Supervisors have the authority to instruct lower-level employees to perform a task or complete a project. In most instances, the employee complies with the request. While it’s true that not every employee agrees with how a supervisor delegates a task, completing that task is part of the unwritten contract between an employee and a supervisor. For work harmony to exist, employees must submit to the workplace hierarchy by saying "yes" to their bosses, regardless of how inefficient or silly that task may seem. However, it’s important to remember that the supervisor’s order must be reasonable and within the parameters of the employee’s normal work duties.

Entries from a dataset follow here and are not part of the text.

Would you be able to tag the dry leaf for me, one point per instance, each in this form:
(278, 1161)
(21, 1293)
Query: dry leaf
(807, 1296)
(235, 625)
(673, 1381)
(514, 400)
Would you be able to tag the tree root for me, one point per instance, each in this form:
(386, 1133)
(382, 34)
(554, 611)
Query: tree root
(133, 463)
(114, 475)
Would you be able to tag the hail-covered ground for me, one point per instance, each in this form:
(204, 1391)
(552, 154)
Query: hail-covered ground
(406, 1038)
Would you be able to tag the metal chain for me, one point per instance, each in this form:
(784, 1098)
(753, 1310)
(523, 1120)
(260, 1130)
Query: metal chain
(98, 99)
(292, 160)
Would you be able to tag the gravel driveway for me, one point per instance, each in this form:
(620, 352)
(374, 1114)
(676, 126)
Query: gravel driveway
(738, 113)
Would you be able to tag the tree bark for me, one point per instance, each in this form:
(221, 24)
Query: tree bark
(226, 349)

Supervisors who issue orders to subordinates must ensure that those orders are clearly understood and that there’s no confusion about the nature of the task and the time frame in which it’s to be completed. If an employee expresses any confusion about the order, supervisors must take the time to explain the order until the employee understands what’s expected. An employee can question an order and make suggestions regarding that order without being insubordinate.
Once the employee demonstrates that he’s understood and accepted the order, his refusal to comply with the order is the final element of insubordination. Refusal occurs in different ways. Some employees refuse by telling their supervisors that they won’t comply with the order, and others simply disregard the order without saying anything to their supervisors. There are also employees who refuse by being disrespectful and even abusive. A supervisor may issue the same instructions a second time to give the employee a chance to comply, and if the employee maintains his stance of refusal, the insubordination is confirmed.
Employees who believe complying with a supervisor’s orders would violate their personal safety or the safety of another person can’t be accused of insubordination. Employees can also refuse to comply with any instruction or order that violates the law. In other words, their refusal in those instances would be justified and reasonable. This would also apply if an employee believed that obeying a supervisor’s instructions would violate a religious belief.